Les inquiétudes concernant les approvisionnements alimentaires augmentent également dans les deux pays les plus peuplés du monde, la Chine et l’Inde. Les acheteurs chinois raflent le maïs et le soja américains pour sécuriser les approvisionnements alors que Pékin met davantage l’accent sur la sécurité alimentaire. En Inde, le rallye fulgurant de l’huile végétale fait fuir les acheteurs, signe d’une destruction de la demande contre laquelle certaines banques et analystes ont mis en garde. Le pays est le plus grand importateur d’huiles comestibles et les consommateurs sont extrêmement sensibles aux prix.

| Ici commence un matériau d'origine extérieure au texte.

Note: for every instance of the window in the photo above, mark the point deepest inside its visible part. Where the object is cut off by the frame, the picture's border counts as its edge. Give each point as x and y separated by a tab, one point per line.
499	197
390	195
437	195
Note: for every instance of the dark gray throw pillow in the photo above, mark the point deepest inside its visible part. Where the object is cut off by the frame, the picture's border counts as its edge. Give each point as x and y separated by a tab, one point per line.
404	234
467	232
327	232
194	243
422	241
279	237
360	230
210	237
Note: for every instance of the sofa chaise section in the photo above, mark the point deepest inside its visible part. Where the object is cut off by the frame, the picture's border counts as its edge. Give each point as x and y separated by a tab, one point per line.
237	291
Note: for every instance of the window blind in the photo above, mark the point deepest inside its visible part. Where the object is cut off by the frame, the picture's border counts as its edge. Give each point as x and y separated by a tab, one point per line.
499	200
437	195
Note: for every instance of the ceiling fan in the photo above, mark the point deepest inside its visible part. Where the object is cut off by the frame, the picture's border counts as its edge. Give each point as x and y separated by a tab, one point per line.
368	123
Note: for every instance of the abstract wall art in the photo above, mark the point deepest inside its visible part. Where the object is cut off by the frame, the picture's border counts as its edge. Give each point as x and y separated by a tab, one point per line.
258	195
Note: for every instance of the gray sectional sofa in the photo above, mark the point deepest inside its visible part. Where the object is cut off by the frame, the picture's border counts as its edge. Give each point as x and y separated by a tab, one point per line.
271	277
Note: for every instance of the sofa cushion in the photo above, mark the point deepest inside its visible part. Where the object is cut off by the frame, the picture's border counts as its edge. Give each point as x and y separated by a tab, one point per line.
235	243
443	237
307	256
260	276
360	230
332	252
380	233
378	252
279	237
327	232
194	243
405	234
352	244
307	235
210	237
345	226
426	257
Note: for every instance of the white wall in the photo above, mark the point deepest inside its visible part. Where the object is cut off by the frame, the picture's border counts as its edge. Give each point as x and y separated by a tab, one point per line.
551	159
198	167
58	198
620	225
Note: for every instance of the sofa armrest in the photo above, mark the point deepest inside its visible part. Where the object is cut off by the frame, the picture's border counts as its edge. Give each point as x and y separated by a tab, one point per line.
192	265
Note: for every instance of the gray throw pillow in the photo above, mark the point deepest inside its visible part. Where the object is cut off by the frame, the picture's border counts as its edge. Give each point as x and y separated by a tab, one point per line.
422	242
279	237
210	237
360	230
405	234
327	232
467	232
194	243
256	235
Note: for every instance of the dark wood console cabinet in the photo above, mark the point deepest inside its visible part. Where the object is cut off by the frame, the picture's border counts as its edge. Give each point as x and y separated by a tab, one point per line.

Si les approvisionnements en céréales de la mer Noire restent coupés, cela nécessiterait un réacheminement encore plus important du commerce agricole mondial, a déclaré Mathews de Gro Intelligence.

« Ce réalignement sera douloureux, et la douleur sera répartie en fonction de votre budget alimentaire par rapport à votre revenu global ou à votre richesse », a-t-il déclaré.